The Neonatal unit at Tunbridge Wells Hospital has become one of only four in the UK to have received platinum accreditation in the Bliss Baby Charter.
Run by Bliss, a charity supporting babies born premature or sick, the Baby Charter was started in 2005 with the aim of standardising high-quality, family-centred care across the UK. By creating a framework against which neonatal units can audit their practices, it allows them to develop meaningful plans to achieve changes that benefit babies and their families.
The journey for the Neonatal unit to implement the charter began back in 2012, and since then the team have worked their way through each of the stages to achieve the highest level of accreditation. In order to do this, they have had to demonstrate and evidence the quality of the family-centred care that they deliver against a framework of seven core principles:
- Social, developmental and emotional needs
- Decision making
- Specialist services and staff
- Unit information and support for families
After assessing the unit in February, Bliss said that they were impressed by many aspects of the unit’s care and the following elements stood out:
- Availability of a dedicated Family Support and Bereavement Lead Nurse and a Safeguarding Lead.
- The availability of an expert in Development Care with dedicated non-clinical hours enabling her to provide regular cot-side training to staff. The desire to develop a Developmental Care team with more members of staff undertaking FINE training with a clear action plan for future Developmental Care initiatives such as ‘Birthday cuddles’ and undertaking more procedures on babies during skin-to-skin.
- Efforts to maximise developmental care through ‘all time is quiet time’ policy.
- Ensuring that a baby’s care activities are centred around parent availability and the baby’s readiness, as opposed to clustering care activities.
- The availability of support services for bereaved families, including memory boxes, butterflies on cots denoting a bereavement and a dedicated neonatal cold cot.
- The availability of accommodation for parents within the unit and the efforts of staff to ensure that when the rooms are empty, they are offered to parents who may need to rest during the day.
- Follow-ups with all parents post-discharge.
- The provision of free parking and food for parents in the parent kitchen.
- Excellent provision of staff wellbeing services including wellbeing Wednesdays, access to occupational health, a staff support line and activities such as acupuncture and yoga classes. Support from senior medical and nursing staff in the form of staff debriefs following bereavement.

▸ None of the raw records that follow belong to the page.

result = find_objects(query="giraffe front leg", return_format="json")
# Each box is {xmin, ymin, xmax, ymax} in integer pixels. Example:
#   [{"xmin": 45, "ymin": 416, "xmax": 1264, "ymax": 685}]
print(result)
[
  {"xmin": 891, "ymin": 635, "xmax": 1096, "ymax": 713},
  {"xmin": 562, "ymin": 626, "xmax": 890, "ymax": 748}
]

Parent, Louisa Menzel, who has experienced first-hand the support of the Tunbridge Wells Hospital Neonatal unit said: “Even though having a premature baby is scary, the team at Tunbridge Wells supported us through every step of this challenging time.
“The staff became our second family and we could rest easy knowing little Heide was safe and loved in their care – even having “twinkle, twinkle, little star” being sung to her when she woke up in the night! We learned so much from the angels in uniform and when the time came for Heide to join us at home, we were confident in our ability to take care of her.”
Julia Moat, Neonatal IT Lead Nurse, led the project alongside Tara Hayward, Family Support & Bereavement Lead and Janice Anderson, Safeguarding Lead. Julia told us that she was “absolutely thrilled to be the fourth unit in the country to achieve this accolade. Thanks must go to all our neonatal team members for achieving 98.6% on the current re-audit, and to our parents who were involved in this process and used their personal neonatal journeys to ensure our success.”